Tragically, in Cabo Delgado, today, there is not even a shadow of the relatively progressive features of these past guerrilla movements. The right-wing political Islam that al-Shabab looks to is utterly reactionary. There is not even the pretence of support for democratic rights. The local population is to be subjected to oppression greater than that now faced, and controlled through a brutal regime of terror. They stand for the complete suppression of the rights of women. A medieval ‘caliphate’ is their model for a future society.
But the wheel of history cannot be turned back. Even a regional ‘caliphate’ based on all the areas of East Africa with large Muslim populations would remain trapped in a neo-colonial position within world capitalism. In practice, the ‘best’ that al-Shabab can hope for economically is to take over the smuggling syndicates and position themselves as new middlemen between the resources of the region and the capitalist multinationals. This was the direction in which the Taliban in Afghanistan and ISIS in Syria developed. The future for northern Mozambique, on the basis of the methods and ideas of al-Shabab, will be even worse for the local population than that which currently faces them.
Alternative
Despite the SADC agreement and the support of the big imperialist powers, it may take some time for the full “Standby Force” to be deployed. The pandemic continues to have an extremely disruptive effect on the region in new waves of infections and lockdowns. Both South Africa and Angola face deepening economic problems that will make the cost of deploying their militaries politically fraught. The weakness of the regional elites and their incapacity to manage their ‘own house’ may yet bury the 23 June agreement.

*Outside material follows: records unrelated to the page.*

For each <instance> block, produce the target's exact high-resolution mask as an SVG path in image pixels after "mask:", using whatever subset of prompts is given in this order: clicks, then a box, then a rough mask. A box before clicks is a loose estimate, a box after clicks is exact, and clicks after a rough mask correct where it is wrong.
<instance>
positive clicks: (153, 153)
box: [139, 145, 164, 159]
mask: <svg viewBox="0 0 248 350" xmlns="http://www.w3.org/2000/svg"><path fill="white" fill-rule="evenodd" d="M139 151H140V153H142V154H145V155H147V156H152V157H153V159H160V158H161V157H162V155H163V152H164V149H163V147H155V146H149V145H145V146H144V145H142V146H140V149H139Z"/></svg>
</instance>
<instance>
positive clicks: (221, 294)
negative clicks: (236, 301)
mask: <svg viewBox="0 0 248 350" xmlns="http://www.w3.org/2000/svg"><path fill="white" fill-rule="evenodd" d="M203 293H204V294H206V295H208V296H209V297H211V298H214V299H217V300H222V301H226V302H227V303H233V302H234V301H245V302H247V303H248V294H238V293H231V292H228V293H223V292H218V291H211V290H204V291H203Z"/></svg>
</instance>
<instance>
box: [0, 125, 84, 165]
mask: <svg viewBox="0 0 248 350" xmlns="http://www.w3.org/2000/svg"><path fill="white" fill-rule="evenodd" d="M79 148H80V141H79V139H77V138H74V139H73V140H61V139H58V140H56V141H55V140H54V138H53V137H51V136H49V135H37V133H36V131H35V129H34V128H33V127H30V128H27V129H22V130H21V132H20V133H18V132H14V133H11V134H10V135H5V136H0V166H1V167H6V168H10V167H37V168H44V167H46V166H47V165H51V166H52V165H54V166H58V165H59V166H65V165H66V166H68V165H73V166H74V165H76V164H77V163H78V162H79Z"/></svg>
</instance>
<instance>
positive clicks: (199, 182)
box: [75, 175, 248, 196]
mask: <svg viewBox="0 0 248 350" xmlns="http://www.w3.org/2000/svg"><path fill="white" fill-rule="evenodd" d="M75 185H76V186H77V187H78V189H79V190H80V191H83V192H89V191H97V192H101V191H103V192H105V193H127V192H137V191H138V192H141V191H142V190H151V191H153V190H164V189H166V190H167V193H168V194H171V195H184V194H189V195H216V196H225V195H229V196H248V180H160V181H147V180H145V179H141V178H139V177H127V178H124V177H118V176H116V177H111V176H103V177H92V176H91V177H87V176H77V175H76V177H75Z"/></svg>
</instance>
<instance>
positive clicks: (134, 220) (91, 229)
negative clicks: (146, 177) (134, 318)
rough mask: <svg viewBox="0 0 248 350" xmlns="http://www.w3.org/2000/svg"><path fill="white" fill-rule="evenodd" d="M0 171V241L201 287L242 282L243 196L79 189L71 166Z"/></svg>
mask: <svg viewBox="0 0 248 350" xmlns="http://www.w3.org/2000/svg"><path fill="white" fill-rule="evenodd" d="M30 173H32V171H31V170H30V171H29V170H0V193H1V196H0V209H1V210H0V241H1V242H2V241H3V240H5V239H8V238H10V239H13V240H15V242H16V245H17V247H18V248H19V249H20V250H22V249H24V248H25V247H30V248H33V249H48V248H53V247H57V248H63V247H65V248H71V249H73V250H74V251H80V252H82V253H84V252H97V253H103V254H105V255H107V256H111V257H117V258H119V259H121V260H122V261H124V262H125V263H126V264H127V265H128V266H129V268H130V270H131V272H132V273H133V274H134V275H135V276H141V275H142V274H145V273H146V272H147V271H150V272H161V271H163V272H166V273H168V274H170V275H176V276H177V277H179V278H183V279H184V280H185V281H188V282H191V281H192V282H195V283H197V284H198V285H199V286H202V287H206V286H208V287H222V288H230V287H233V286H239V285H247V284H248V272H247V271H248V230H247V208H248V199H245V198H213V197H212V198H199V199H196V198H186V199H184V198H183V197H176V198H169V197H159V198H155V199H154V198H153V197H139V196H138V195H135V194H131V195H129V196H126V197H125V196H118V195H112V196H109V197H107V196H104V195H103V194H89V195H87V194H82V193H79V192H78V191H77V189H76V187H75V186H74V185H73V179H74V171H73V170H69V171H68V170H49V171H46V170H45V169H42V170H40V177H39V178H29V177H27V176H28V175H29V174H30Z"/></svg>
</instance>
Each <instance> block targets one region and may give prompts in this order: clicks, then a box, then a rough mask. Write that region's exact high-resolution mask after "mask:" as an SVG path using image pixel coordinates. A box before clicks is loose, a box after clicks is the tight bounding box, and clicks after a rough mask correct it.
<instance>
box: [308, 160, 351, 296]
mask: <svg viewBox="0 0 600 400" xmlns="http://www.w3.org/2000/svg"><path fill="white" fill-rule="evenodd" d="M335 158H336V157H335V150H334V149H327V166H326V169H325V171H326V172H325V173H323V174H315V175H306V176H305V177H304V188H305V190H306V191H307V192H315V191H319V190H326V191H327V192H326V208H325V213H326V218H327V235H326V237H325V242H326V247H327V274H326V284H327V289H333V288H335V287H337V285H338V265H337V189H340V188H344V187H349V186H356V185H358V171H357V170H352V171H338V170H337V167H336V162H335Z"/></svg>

The deployment will fuel the very problems that sparked the insurgency. Even if there is some initial success in militarily suppressing it, the ground will be prepared for a more generalised revolt of the region against the Frelimo government in Maputo and its local representatives. The Cabo Delgado elite, the Frelimo government, and the regional elites, rather than strengthening their position, will realise too late that they have undermined it even further.
The workers’ movement across the region must take a firm position: NO to the SADC Standby Force Mission! NO to imperialist military interference in the region! Support must be given to the rural population in northern Mozambique to form multi-tribal and multi-religious self-defence groups to protect communities against the insurgents. Emergency aid and aid for economic development must be taken out of the hands of the elites who use their allocation to sow tribal and religious divisions. The vast natural resources of the region must be nationalised. The wealth and resources of Mozambique must be under the democratic control of local communities and used for the development of health, education, housing, roads, and other infrastructure. The debts of the Frelimo regime must be repudiated. The masses of Mozambique must refuse to pay.
Across the southern African region, new parties of workers and the rural poor need to be built as the vehicles for such a socialist programme. These parties will need to link up with the working class of the entire continent, and the entire world, in the struggle for world socialism. Only this can end the poverty and suffering of Mozambique and offer an alternative to the capitalist dead-end of under-development and armed conflict.